La postura oficial de la dirigencia nacional
Ante la repercusión local de los hechos, Guadalupe Acosta Naranjo, dirigente nacional de la organización, emitió un comunicado oficial para minimizar la gravedad de lo sucedido en el recinto. El líder opositor aseguró que se trató de «un altercado ocurrido fuera del recinto entre personas que no formaban parte de la asamblea», insistiendo en que este episodio «no interrumpió ni afectó el desarrollo de los trabajos».
Asimismo, Acosta Naranjo detalló cómo transcurrió la sesión interna bajo los cauces normativos:
«La asamblea estatal de Chiapas se llevó a cabo cumpliendo las formalidades establecidas en la convocatoria y las reglas previamente aprobadas. Una vez acreditado el quórum requerido, se sometió a votación la única planilla registrada. Sin embargo, la propuesta no alcanzó la mayoría requerida de los asambleístas», puntualizó el dirigente.
Al no existir una resolución prevista para este escenario en la normativa interna, la Comisión Electoral Nacional decretó un receso para evaluar el estatus de la elección. Fue en ese intervalo cuando se registraron los desmanes que incluyeron el lanzamiento de mobiliario. «Estas son prácticas que Somos rechaza y lamentamos profundamente que se hayan presentado estos incidentes», añadió Acosta Naranjo.
Definiciones pendientes en la ruta hacia 2027
A pesar de la gresca y de la imposibilidad de conformar el comité directivo chiapaneco durante la jornada, la cúpula de la agrupación busca mantener el control de su expansión territorial. Desde la dirigencia se ha remarcado que la organización ha constituido delegaciones en 31 entidades federativas sin contratiempos mayores.

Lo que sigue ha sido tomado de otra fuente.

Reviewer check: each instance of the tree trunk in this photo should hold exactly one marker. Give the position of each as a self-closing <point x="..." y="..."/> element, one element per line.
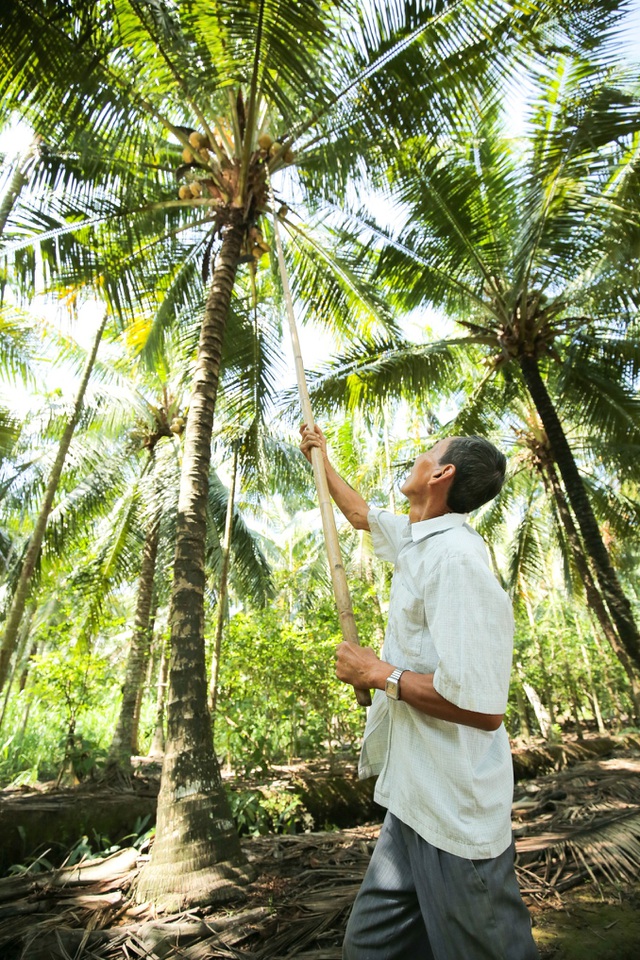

En la misma línea institucional, la agrupación subrayó mediante sus canales de comunicación que «SOMOS reafirma así su compromiso con una vida interna democrática, con reglas claras y con instituciones capaces de procesar las diferencias».
Pese al tropiezo en tierras chiapanecas y a los cruces de acusaciones sobre la autoría intelectual del boicot, la dirigencia nacional confirmó que la resolución definitiva sobre el liderazgo en dicha entidad será emitida a más tardar el 14 de septiembre, fecha límite para cerrar este capítulo en la construcción del partido.